Beijing (ANTARA) - Pengurusan legalisasi dokumen publik yang diterbitkan di China maupun di Indonesia untuk digunakan di masing-masing negara saat ini dapat menghemat waktu pascapemberlakuan Konvensi Penghapusan Persyaratan Legalisasi Dokumen Resmi Asing (Konvensi Apostille) oleh pemerintah China.

"Per 7 November 2023, China sudah mulai memberlakukan Konvensi Apostille dengan menerbitkan sertifikat 'apostille' untuk seluruh dokumen publik yang tercakup dalam ruang lingkup konvensi, jadi ini masih sangat baru di China," kata Koordinator Fungsi Protokol dan Konsuler Kedutaan Besar Republik Indonesia (KBRI) Beijing Widya Airlangga di Beijing, Rabu (8/11).

Konvensi Penghapusan Persyaratan Legalisasi Dokumen Resmi Asing (Konvensi Apostille) merupakan bentuk pengesahan tanda tangan pejabat, pengesahan cap dan atau segel resmi dalam suatu dokumen publik asing melalui pencocokan spesimen di Kementerian Hukum dan HAM (Kemenkumham) selaku otoritas berwenang.
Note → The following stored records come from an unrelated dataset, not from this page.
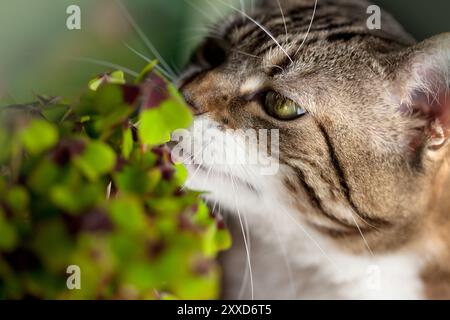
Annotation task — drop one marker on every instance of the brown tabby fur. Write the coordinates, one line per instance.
(354, 149)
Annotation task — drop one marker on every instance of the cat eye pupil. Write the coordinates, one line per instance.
(281, 107)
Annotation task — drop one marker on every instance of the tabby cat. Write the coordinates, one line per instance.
(359, 207)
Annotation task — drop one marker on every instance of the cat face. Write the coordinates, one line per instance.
(362, 119)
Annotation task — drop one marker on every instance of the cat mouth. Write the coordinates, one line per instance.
(233, 179)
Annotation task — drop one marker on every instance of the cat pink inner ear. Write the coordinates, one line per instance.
(435, 110)
(426, 80)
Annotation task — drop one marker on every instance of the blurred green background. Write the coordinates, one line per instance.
(39, 55)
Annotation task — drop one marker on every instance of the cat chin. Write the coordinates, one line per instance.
(231, 191)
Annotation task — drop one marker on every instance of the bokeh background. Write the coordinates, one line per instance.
(39, 55)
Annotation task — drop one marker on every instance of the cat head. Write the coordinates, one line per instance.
(362, 118)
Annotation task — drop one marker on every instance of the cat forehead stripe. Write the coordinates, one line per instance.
(252, 85)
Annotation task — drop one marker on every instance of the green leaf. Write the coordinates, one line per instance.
(55, 113)
(76, 199)
(38, 136)
(8, 236)
(149, 68)
(127, 143)
(18, 199)
(108, 99)
(128, 214)
(158, 123)
(116, 77)
(96, 160)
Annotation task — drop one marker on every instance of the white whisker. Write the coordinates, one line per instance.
(143, 37)
(362, 235)
(309, 29)
(284, 18)
(246, 244)
(259, 25)
(147, 59)
(107, 64)
(309, 236)
(285, 256)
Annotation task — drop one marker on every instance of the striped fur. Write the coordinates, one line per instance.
(358, 171)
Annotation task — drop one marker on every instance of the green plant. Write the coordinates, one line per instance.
(81, 185)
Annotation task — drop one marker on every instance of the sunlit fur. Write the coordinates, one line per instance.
(361, 195)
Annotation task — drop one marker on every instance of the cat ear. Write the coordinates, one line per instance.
(423, 88)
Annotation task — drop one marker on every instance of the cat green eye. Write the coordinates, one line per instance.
(282, 108)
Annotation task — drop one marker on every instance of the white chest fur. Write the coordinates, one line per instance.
(288, 261)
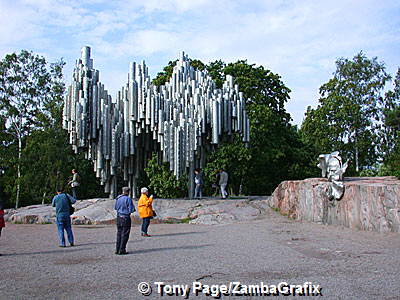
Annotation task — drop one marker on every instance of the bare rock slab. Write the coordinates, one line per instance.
(368, 203)
(101, 211)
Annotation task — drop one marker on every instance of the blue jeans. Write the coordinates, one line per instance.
(64, 223)
(123, 230)
(198, 192)
(145, 224)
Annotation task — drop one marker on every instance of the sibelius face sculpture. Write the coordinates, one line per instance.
(181, 121)
(333, 168)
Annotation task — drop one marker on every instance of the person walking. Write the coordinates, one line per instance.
(223, 181)
(145, 209)
(198, 181)
(75, 182)
(124, 207)
(2, 223)
(63, 204)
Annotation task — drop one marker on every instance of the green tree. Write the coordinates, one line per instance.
(162, 181)
(27, 86)
(391, 130)
(275, 152)
(350, 111)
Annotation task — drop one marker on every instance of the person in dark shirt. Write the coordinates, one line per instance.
(124, 207)
(2, 223)
(62, 202)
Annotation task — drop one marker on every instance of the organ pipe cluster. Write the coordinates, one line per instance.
(179, 120)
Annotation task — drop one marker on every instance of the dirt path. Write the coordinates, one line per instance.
(346, 264)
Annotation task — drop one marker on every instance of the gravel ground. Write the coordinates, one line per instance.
(347, 264)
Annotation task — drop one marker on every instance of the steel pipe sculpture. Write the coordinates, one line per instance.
(179, 120)
(333, 168)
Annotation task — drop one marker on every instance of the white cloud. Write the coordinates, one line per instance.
(300, 40)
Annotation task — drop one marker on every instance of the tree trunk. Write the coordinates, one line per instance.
(356, 154)
(18, 171)
(44, 197)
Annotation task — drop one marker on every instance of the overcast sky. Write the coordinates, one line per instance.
(298, 39)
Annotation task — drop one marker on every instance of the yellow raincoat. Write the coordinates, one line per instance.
(145, 207)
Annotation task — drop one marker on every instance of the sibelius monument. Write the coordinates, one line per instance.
(180, 120)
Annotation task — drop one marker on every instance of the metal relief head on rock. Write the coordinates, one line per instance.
(333, 168)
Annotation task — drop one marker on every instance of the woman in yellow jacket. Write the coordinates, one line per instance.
(145, 210)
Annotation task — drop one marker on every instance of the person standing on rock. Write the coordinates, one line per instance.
(2, 223)
(145, 208)
(75, 182)
(223, 181)
(198, 181)
(124, 207)
(63, 203)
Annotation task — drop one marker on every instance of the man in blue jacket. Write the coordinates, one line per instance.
(62, 202)
(124, 207)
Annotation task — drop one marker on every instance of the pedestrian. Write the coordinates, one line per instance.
(63, 204)
(2, 223)
(198, 181)
(75, 182)
(124, 207)
(223, 181)
(145, 209)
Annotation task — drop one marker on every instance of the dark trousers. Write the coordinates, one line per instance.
(145, 224)
(198, 191)
(64, 223)
(74, 190)
(123, 231)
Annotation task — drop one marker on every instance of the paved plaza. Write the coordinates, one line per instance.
(346, 264)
Sebelumnya, Indonesia pada 14 Juni 2022, secara resmi juga telah memberlakukan layanan sertifikat "apostille" bagi dokumen publik yang diterbitkan di Indonesia baik yang akan digunakan di negara pihak Konvensi Apostille lainnya, maupun dokumen publik asing yang diterbitkan oleh negara pihak Konvensi Apostille yang akan digunakan di Indonesia.

"Apa efek dari mulai diberlakukannya sertifikat 'apostille'? Maka seluruh dokumen publik yang telah mendapatkan stiker 'apostille' tersebut bisa langsung digunakan di negara pihak 'apostille' lainnya tanpa harus melalui legalisasi konsuler di perwakilan Indonesia di China baik di KBRI Beijing, KJRI Guangzhou maupun di Shanghai dan juga di KJRI Hong Kong yang telah mulai menerapkan 'apostille' lebih dahulu dibandingkan China daratan," tambah Airlangga.
Baca juga: KBRI Beijing layani pergantian paspor WNI di Chongqing

Dokumen-dokumen publik yang biasa digunakan misalnya akta kelahiran, surat nikah, surat perceraian, akta kematian hingga ijazah mahasiswa Indonesia yang bersekolah di China atau ijazah Indonesia yang diperlukan untuk melanjutkan sekolah di China dapat diajukan ke otoritas berkompeten untuk mendapatkan sertifikat "apostille".

Airlangga menyebut dengan penerapan sertifikat "apostille" tersebut maka antara lain akan memangkas waktu layanan pengurusan legalitas dokumen sekitar 20 hari kerja.

"Kalau sebelum 7 November itu prosedurnya adalah agar secarik kertas itu punya legalitas, maka harus dibawa ke notaris terlebih dahulu. Dari notaris, akan disahkan tanda tangan notaris oleh bihak yang berkompeten dalam hal ini Kementerian Luar Negeri China, setelah itu dibawa ke KBRI untuk mendapatkan legalisasi dari fungsi protokol dan konsuler KBRI lalu dibawa ke Indonesia, baru bisa ijazah itu akan didaftarkan ke Dikti untuk digunakan di Indonesia," jelas Airlangga.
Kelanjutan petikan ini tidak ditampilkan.